A Multicenter Retrospective Observational Cohort Study of Seizure Freedom before Lennox-Gastaut Syndrome (the "Gap"). Opportunities for Prevention.

Abstract

Objective: Lennox-Gastaut Syndrome (LGS) is a severe, often treatment-resistant epilepsy syndrome typically diagnosed in early childhood. Many have seizures before diagnosis. Some have periods of seizure freedom before treatment resistance, i.e., a "gap." Review of these gaps may identify early candidate biomarkers of LGS and/or highlight opportunities for intervention.

Methods: We reviewed charts of children diagnosed with LGS born in 2008-2010 and diagnosed with LGS by 2014 at five academic medical centers in New York City using the RENYC (Rare Epilepsies in New York City) database. We collected dates of events of potential biomarkers by chart abstraction, including onset of slow spike-and-wave (SSW) and onset and offset of seizure freedom. Seizure-free periods ("gaps") were defined as greater than 30 days without unprovoked seizures.

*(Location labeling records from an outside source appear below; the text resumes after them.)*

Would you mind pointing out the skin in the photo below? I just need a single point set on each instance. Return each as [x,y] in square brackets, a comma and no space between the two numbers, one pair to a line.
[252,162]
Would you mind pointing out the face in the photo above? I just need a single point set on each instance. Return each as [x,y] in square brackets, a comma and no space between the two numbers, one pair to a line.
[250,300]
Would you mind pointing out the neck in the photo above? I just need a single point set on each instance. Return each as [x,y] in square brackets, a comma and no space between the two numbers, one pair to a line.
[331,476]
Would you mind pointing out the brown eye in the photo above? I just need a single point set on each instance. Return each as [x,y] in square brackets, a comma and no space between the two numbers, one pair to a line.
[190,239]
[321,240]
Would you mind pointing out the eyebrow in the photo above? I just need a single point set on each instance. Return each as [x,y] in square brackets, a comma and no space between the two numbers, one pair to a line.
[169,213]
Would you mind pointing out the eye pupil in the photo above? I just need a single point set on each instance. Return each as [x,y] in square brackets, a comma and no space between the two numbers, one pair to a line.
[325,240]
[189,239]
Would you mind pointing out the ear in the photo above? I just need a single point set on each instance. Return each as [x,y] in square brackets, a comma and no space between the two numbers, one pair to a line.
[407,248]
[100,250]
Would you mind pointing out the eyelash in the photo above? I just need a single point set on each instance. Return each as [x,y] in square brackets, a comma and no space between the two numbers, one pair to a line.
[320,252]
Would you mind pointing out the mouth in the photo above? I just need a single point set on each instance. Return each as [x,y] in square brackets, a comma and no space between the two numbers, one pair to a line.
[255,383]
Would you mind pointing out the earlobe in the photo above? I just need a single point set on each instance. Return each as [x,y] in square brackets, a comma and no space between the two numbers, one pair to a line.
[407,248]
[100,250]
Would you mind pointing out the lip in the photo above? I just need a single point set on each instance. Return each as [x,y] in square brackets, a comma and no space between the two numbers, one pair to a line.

Results: Thirty-three children had LGS (52% male; etiology 33% structural-acquired, 6% structural-congenital, 3% genetic-structural, 24% genetic, 33% unknown). Twenty-two (67%) had a gap before diagnosis. Eight of these twenty-two (36%) had SSW described before the gap, five (23%) during the gap, and six (27%) after the gap. A history of infantile epileptic spasms syndrome (IESS), age at seizure onset, and age of tonic seizure onset were not different between those with and without a gap. Of 20 (61%) with a history of IESS, 10 (30% of the full cohort) had not received recommended therapy (i.e., ACTH, prednisolone, or vigabatrin) as first-line treatment.

Conclusions: The appearance of SSW, even in seizure-free children, may herald the development of LGS in high-risk children. Further studies on its predictive value are warranted. Our findings also highlight use of recommended first-line therapy for infantile spasms as a potentially modifiable treatment gap in children who subsequently develop LGS.